Updated: 12 February 2026 20:31:41
Sudan: The Story of a Hijacked Revolution
Source: ici.radio-canada.ca
The latest Sudanese revolution has been “hijacked.”
This is how community activist Duha Al-Maradi described it after a screening last Tuesday of the film Sudan, Remember Us by French-Tunisian director Hind Meddeb at Dawson College, a post-secondary institute in Montreal, as part of Social Sciences Week.
Duha was answering questions from students who attended the screening. She shared the microphone with filmmaker Razan Al-Khatib; both women are Sudanese.
The film Sudan, Remember Us portrays a generation that “chose poetry over silence and imagination over fear.”
It features a group of young people in their twenties who stood on the front lines of the revolution, facing the army and paramilitary militias.
Blending storytelling with political events, the film depicts the “unequal struggle between the gunfire of militias and the voices of the people.”
For both women, watching the film is a painful yet necessary experience.
In an interview with Radio Canada International, Duha Al-Maradi said she has watched the film about ten times and cried each time, because it captures the euphoria of the revolution (the sit-in), which sharply contrasts with the reality of the recent war that erupted in April 2023 between the Sudanese Armed Forces and the Rapid Support Forces.
Al-Maradi rejects the term “civil war” in her analysis of the situation, preferring instead “counter-revolutionary war.”
She condemned foreign intervention, pointing specifically to what she described as the role of the United Arab Emirates, “which funds the Rapid Support Forces to seize Sudan’s gold resources,” she said.
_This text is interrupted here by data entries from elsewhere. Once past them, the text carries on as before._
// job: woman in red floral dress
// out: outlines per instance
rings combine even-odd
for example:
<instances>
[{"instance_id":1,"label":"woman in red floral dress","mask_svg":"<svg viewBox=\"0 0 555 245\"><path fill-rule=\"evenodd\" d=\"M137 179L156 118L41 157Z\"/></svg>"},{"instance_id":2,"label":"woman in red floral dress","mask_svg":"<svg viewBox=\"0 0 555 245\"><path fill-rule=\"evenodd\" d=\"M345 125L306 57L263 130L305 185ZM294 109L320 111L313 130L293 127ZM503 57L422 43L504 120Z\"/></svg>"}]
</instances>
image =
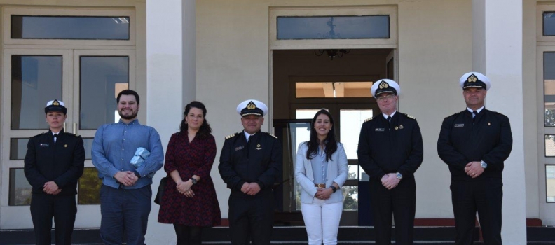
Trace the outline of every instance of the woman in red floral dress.
<instances>
[{"instance_id":1,"label":"woman in red floral dress","mask_svg":"<svg viewBox=\"0 0 555 245\"><path fill-rule=\"evenodd\" d=\"M158 222L172 223L177 244L200 244L204 227L219 225L221 215L210 178L216 141L205 119L206 107L199 102L185 106L180 131L173 134L165 155L167 182Z\"/></svg>"}]
</instances>

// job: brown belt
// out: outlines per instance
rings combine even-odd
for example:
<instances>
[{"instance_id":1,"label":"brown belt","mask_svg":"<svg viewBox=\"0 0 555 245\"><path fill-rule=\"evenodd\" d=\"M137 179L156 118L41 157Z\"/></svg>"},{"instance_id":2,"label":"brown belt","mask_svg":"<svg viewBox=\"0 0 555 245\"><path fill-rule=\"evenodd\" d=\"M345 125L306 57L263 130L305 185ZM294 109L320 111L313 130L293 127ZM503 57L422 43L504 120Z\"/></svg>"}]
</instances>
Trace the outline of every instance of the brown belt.
<instances>
[{"instance_id":1,"label":"brown belt","mask_svg":"<svg viewBox=\"0 0 555 245\"><path fill-rule=\"evenodd\" d=\"M319 188L326 188L326 184L325 183L314 184L314 186L316 186L316 187L317 187Z\"/></svg>"}]
</instances>

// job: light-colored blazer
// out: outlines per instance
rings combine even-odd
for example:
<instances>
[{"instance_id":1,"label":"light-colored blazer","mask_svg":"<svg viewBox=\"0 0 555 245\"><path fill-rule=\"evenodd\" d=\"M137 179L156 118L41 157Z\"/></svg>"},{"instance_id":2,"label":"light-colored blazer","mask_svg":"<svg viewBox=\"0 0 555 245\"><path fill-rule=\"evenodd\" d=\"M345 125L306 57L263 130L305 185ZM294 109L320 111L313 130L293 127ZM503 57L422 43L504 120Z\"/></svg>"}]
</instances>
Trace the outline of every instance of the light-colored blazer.
<instances>
[{"instance_id":1,"label":"light-colored blazer","mask_svg":"<svg viewBox=\"0 0 555 245\"><path fill-rule=\"evenodd\" d=\"M303 188L301 193L301 202L311 204L315 198L317 188L314 186L314 176L313 174L312 163L310 160L306 159L306 150L308 150L308 141L299 146L296 160L295 161L295 179ZM347 154L343 144L337 143L337 150L331 154L331 158L328 161L327 181L326 188L331 186L334 182L339 185L339 188L335 193L332 193L326 203L334 203L343 201L341 186L347 180Z\"/></svg>"}]
</instances>

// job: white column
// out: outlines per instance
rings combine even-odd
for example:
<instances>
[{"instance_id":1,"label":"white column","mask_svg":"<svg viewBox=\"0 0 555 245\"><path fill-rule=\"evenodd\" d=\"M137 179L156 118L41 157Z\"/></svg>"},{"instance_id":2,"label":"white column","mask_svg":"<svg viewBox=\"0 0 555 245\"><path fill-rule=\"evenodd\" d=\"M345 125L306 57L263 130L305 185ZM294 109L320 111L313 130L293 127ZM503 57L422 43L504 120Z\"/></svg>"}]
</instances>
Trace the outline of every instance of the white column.
<instances>
[{"instance_id":1,"label":"white column","mask_svg":"<svg viewBox=\"0 0 555 245\"><path fill-rule=\"evenodd\" d=\"M164 153L182 119L184 102L195 94L195 0L146 1L147 124L160 134ZM153 199L160 179L152 185ZM158 223L160 206L152 204L146 243L174 244L171 224Z\"/></svg>"},{"instance_id":2,"label":"white column","mask_svg":"<svg viewBox=\"0 0 555 245\"><path fill-rule=\"evenodd\" d=\"M522 1L473 0L473 69L491 80L486 106L509 117L513 136L503 171L502 237L526 244L522 83Z\"/></svg>"}]
</instances>

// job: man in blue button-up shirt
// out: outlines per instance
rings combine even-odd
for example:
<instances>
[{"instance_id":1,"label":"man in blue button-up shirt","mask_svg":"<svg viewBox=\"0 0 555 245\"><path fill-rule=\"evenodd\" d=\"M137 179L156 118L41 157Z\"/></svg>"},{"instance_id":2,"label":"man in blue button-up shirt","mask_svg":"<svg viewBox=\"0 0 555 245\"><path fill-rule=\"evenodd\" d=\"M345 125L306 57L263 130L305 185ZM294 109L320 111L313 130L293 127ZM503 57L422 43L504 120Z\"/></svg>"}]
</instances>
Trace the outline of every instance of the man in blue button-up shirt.
<instances>
[{"instance_id":1,"label":"man in blue button-up shirt","mask_svg":"<svg viewBox=\"0 0 555 245\"><path fill-rule=\"evenodd\" d=\"M121 119L100 126L92 144L92 164L102 180L100 237L106 244L121 244L125 227L128 244L144 244L152 197L146 176L162 167L164 153L156 130L137 119L139 94L125 90L116 100ZM135 168L130 162L139 147L151 155Z\"/></svg>"}]
</instances>

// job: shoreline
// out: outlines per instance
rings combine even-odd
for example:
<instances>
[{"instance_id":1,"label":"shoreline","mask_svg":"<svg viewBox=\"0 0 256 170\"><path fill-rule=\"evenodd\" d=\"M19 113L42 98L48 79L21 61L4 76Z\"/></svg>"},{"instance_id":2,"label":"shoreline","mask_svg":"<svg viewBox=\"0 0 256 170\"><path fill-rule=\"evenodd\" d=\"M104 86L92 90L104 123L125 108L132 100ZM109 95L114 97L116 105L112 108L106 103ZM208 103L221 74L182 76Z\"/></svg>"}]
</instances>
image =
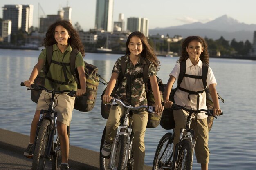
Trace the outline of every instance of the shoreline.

She also accused Canada of complicity, saying it “continues to export weapons used in this conflict.”
She does not believe either side in the conflict is better than the other.
Al-Maradi also criticizes border restrictions, noting the extreme difficulty Sudanese people face in fleeing to Egypt or benefiting from Canadian family reunification programs, which she considers humiliating and ineffective.
For her part, filmmaker Razan Al-Khatib stressed the central role of art and women in resistance.
She explained that the revolution was led by youth, and that women—nicknamed “Kandaka,” after the warrior queens of ancient Nubia—defied patriarchal norms to organize protests.
In her view, art (poetry, songs, murals) is not only used to mobilize people but also serves as an essential form of archive “to preserve historical truth in the face of propaganda that seeks to distort the narrative of the revolution.”
For both women, Meddeb’s film and others complement an authentic and necessary Sudanese perspective that conveys the “scale of pain and violence people experienced during the dispersal of the sit-ins.”
Razan Al-Khatib also emphasized the importance of Sudanese filmmakers who produced works such as Khartoum and Al-Madaniya (“Civilian”), which “carry the revolution’s central slogan: for a civilian government.”
She added: “Remembering the revolution, which is an inspiring moment in our history, helps us psychologically overcome this phase.”